Libraries and the application framework
Going up on the architecture ladder, we find the two most important software layers. The Android application framework and Android system libraries are the middleware between the bare hardware, managed by the Linux kernel, and all those fancy, shiny apps we have on our smartphones.
Libraries
Android system libraries are a set of libraries, specifically created to work on Android, to allow and help with system components and app development. The most important are:
- SQLite: SQLite is the entry point to the SQL world. It's a tiny SQL implementation for embedded systems and it provides a standard way to access data published by content providers or SQL DB created by the user.
- SSL: SSL provides the standard security environment for network communication.
- OpenGL: OpenGL libraries are the link between the Java (and C/C++ JNI) world and the OpenGL/ES 3D graphics rendering API.
- SGL: SGL provides a way to access 2D rendering engine.
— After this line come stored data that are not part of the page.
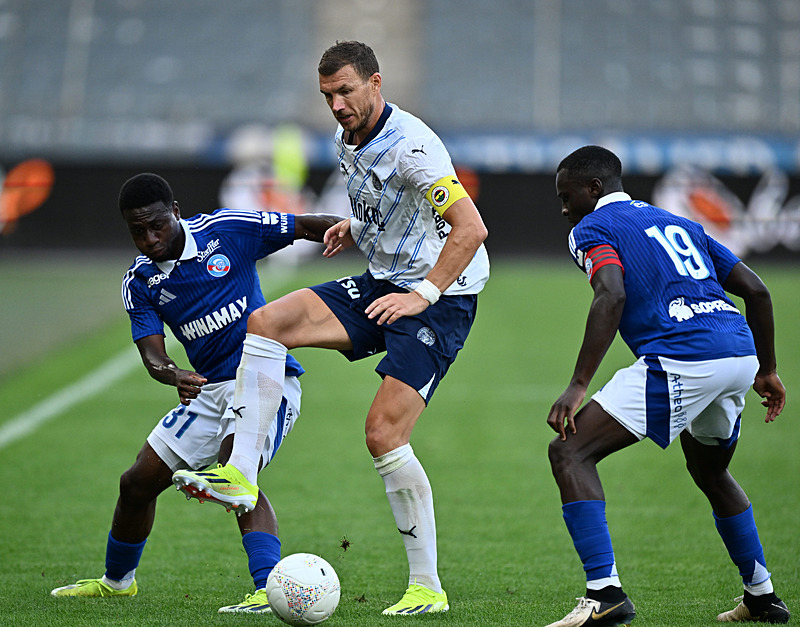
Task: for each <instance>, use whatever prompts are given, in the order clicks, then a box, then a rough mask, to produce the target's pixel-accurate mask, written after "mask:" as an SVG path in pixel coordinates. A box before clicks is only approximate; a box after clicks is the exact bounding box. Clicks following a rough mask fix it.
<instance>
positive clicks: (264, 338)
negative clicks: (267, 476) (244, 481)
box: [228, 333, 286, 485]
mask: <svg viewBox="0 0 800 627" xmlns="http://www.w3.org/2000/svg"><path fill="white" fill-rule="evenodd" d="M285 373H286V347H285V346H284V345H283V344H281V343H280V342H276V341H275V340H270V339H267V338H265V337H261V336H260V335H255V334H253V333H248V334H247V336H246V337H245V340H244V348H243V350H242V361H241V362H240V363H239V368H238V369H237V370H236V390H235V391H234V394H233V407H234V409H235V410H236V411H237V413H236V434H235V436H234V438H233V452H232V453H231V458H230V459H229V460H228V463H229V464H231V465H232V466H235V467H236V468H237V469H238V470H239V471H240V472H241V473H242V474H243V475H244V476H245V478H246V479H247V480H248V481H249V482H250V483H252V484H253V485H256V482H257V480H258V463H259V461H260V459H261V453H262V452H263V450H264V442H265V441H266V438H267V435H268V434H269V428H270V425H271V424H272V421H273V420H275V415H276V414H277V413H278V409H279V408H280V405H281V400H282V399H283V378H284V375H285Z"/></svg>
- Media framework: Media framework provides codecs for rendering, recording, and playback for the most common media formats.
- WebKit: WebKit is the popular HTML rendering engine.
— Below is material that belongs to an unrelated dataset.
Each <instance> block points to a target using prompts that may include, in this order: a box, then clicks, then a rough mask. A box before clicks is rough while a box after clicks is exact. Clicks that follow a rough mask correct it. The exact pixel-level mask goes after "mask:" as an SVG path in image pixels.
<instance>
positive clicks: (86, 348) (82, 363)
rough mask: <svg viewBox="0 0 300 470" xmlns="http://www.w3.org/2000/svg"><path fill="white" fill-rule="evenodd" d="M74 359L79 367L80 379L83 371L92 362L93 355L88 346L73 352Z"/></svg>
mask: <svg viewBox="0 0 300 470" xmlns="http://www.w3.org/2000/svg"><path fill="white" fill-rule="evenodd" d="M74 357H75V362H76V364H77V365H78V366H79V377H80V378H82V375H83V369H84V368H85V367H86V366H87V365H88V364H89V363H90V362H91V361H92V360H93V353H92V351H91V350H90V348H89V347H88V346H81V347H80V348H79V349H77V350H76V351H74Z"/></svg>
- libc: The libc library is a BSD-derived implementation of the standard C library, specifically tuned to best perform on embedded Linux-based devices.
- Surface manager: Surface manager manages access to the display subsystem.
The application framework
This is the core of the Android software ecosystem. It provides a plethora of managers that facilitate the most common tasks of Android developers and the Android system itself. The most important components of the Application Framework are:
- Activity manager: This provides the navigation backstack and manages the Android activity lifecycle
- Resource manager: This provides access to noncode resources contained in the apps: graphics, localized string, styles, and colors
- Location manager: This is in charge of providing the most accurate position information, using data collected by the GPS sensor, from cell towers and Wi-Fi networks nearby
- Notification manager: This enables apps to display notification alerts in the status bar, according to Google Design Guidelines, to provide a common and familiar user experience
- Content providers: This provides a common approach to share data between different apps, for instance, accessing contacts data or sharing a common data set between two apps
- Views and widgets: These comprise the UI core of the Android experience. Buttons, text fields, and layouts are the building blocks of every Android system component and user app
Everything on Android is achieved using the official Android SDK that provides a consistent and documented way to use all these system managers, views, and logic components to let you create the next big hit of the Google Play Store.
Binder IPC
From an Application Framework point of view, the Binder Inter-Process Communication (IPC) is a hidden layer. It takes care of creating a transparent communication channel between the high-level Android API, accessible via the Android SDK, and the actual Android system.
The application layer
All the applications created by third-party entities, such as smartphone manufacturers or Android programmers will be installed on the application layer.
Usually, this relies on a read/write area of the handset solid memory, but for software provided by manufacturers, typically, it uses a read-only memory area to be sure that these applications will always be installed no matter what. Apps such as Google Maps, YouTube, Samsung TouchWiz Nature, and HTC Sense are examples of apps in this very group: they are shipped with the device's operating system, they are installed on a read-only memory area of the device, and they are meant to be uninstallable as a core component of the system.
As we will see, this is not 100% true—once you have the proper skill set, you will be able to manipulate the whole system. In the following chapters, you will acquire these skills and you will learn how to heavily modify an already existing Android version and get rid of those apps, if necessary.